Head Start nearly doubles the odds that a system-involved child won’t land in foster care? File that under “big if true.”
But a read of the study’s details shows that we are far from certifying that connection. The study used the National Survey of Child and Adolescent Well-Being to establish a universe of 1,995 children, under 5 years of age, who lived with a biological or adoptive parent and had been the subject of at least one maltreatment report.
Of that group, just 32 of the 1,995 received Head Start. And of those 32 kids, only one ended up in foster care within 18 months. After controlling for other variables that might influence foster care outcomes, that translated to 93 percent lower odds of being placed in foster care than young kids in our child welfare sample who were not in any type of early care and education.
Perhaps of equal interest: the kids who received other early childhood programs were more likely to land in foster care than those who received no program.
Klein, the study’s author, agrees that the size of the Head Start subset cannot be ignored, but also told YSI that the outcome warrants further attention.
“It is a limitation of the study,” Klein said of the tiny fraction of kids who went to Head Start. “I’d feel more confident if that were a bigger number. But it is statistically significant, it’s not a spurious finding. When you have a small sample size … the smaller the size, the harder it is to get a statistically significant finding. So the fact that it was significant even with a small sample size is meaningful.”

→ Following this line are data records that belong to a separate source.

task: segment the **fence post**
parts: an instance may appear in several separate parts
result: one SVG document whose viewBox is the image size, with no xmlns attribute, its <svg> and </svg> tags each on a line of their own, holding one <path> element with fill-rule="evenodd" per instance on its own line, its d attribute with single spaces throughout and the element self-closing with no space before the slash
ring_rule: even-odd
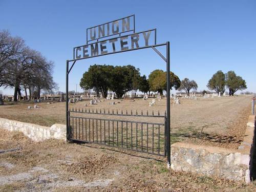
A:
<svg viewBox="0 0 256 192">
<path fill-rule="evenodd" d="M 251 115 L 254 114 L 254 99 L 251 99 Z"/>
<path fill-rule="evenodd" d="M 69 125 L 69 60 L 66 61 L 66 123 L 67 140 L 70 139 Z"/>
</svg>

Klein said she hopes to spark some interest in a more robust study. A randomized control study would be difficult, because it would inherently require the denial of Head Start to Head Start-eligible children. Klein said the most likely approach would be to use propensity score matching to isolate and measure the impact Head Start has on child welfare cases.
The basic question is, does Head Start protect against foster care placement? If so, the follow-up question would be why.
Klein’s hypothesis is that adult involvement in Head Start could be a factor.
“The big thing about Head Start is that it involves parents, and not just that, but helps parents,” Klein said. “There are ancillary services … that invest in the human capital of the parent. With other early childhood programs, it’s often just the kid.”
She views Los Angeles County, the single largest local child welfare system in the country, as the best potential place to conduct a larger test of Head Start’s child welfare impact. “It’s a huge system, so it would be possible to get numbers,” Klein said.
Another L.A. advantage: the county’s Department of Children and Family Services has a unit dedicated to connecting families with early childhood education and childcare. Klein assisted in the evaluation of that program, the Los Angeles Child Welfare-Early Education Partners Initiative, which was started in 2011 with a three-year federal grant.